Unfortunately, he seems stuck on refusing this. I don't understand it.

04-08-2014, 06:50 PM
That sounds like a really difficult situation, EagleRiverDee. :( I know how hard it is to stand by and watch someone struggle who is unwilling and/or unable to accept help. I hope your uncle is eventually able to accept some form of assistance being offered and can get some stability in his life.

I know it's little comfort, but it sounds like you're doing the absolute best you can, given the circumstances. My thoughts are with you and your family. Please keep us updated if anything changes. :hug:

04-08-2014, 08:49 PM
Hi Dee,

Hugs to you for all that you're going through. Some people in my family have alcohol issues, it's scary.

I agree that using community resources such as trying to apply for food stamps, public health insurance, etc are a good start. There are a lot of resources out there.

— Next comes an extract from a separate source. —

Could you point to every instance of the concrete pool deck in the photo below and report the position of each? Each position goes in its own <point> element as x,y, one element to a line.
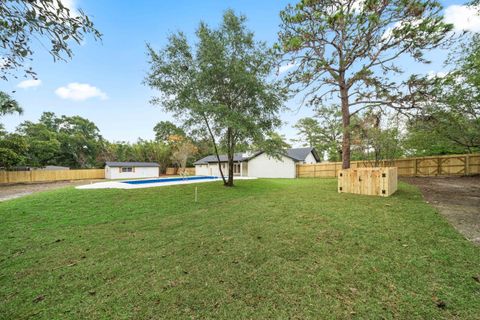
<point>122,185</point>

Is he getting help for his issues?

Good luck and bless you for caring.


04-09-2014, 03:37 PM
I wouldn't give up on disability just because he isn't under a doctor's care. It might be worth the investment of several hundred dollars to get a doctor's opinion on whether he is disabled or not. And if he could get on Social Security Disability (SSDI) he would be eligible for Medicare before age 65. It is difficult to get SSDI and he would definitely need medical records to support that he is disabled. If you could find a doctor who has experience with SSDI assessments, that could be helpful. A local social services agency might be able to help with getting through the application process or provide a referral to someone who can help.

Chubbie Chick
04-10-2014, 01:15 PM
You might find a great deal of assistance at your local senior center. They are a wealth of information and can direct you to the appropriate agencies.

In our county, we have a Department of Aging which provides shelter, utility assistance, clothing, food, counseling, job assistance, in other words, lots of help.

Hope this helps.

ps One last thought: If your uncle is a veteran, you can get help by going to your local VFW or American Legion. They can get your uncle started with the process of applying for assistance.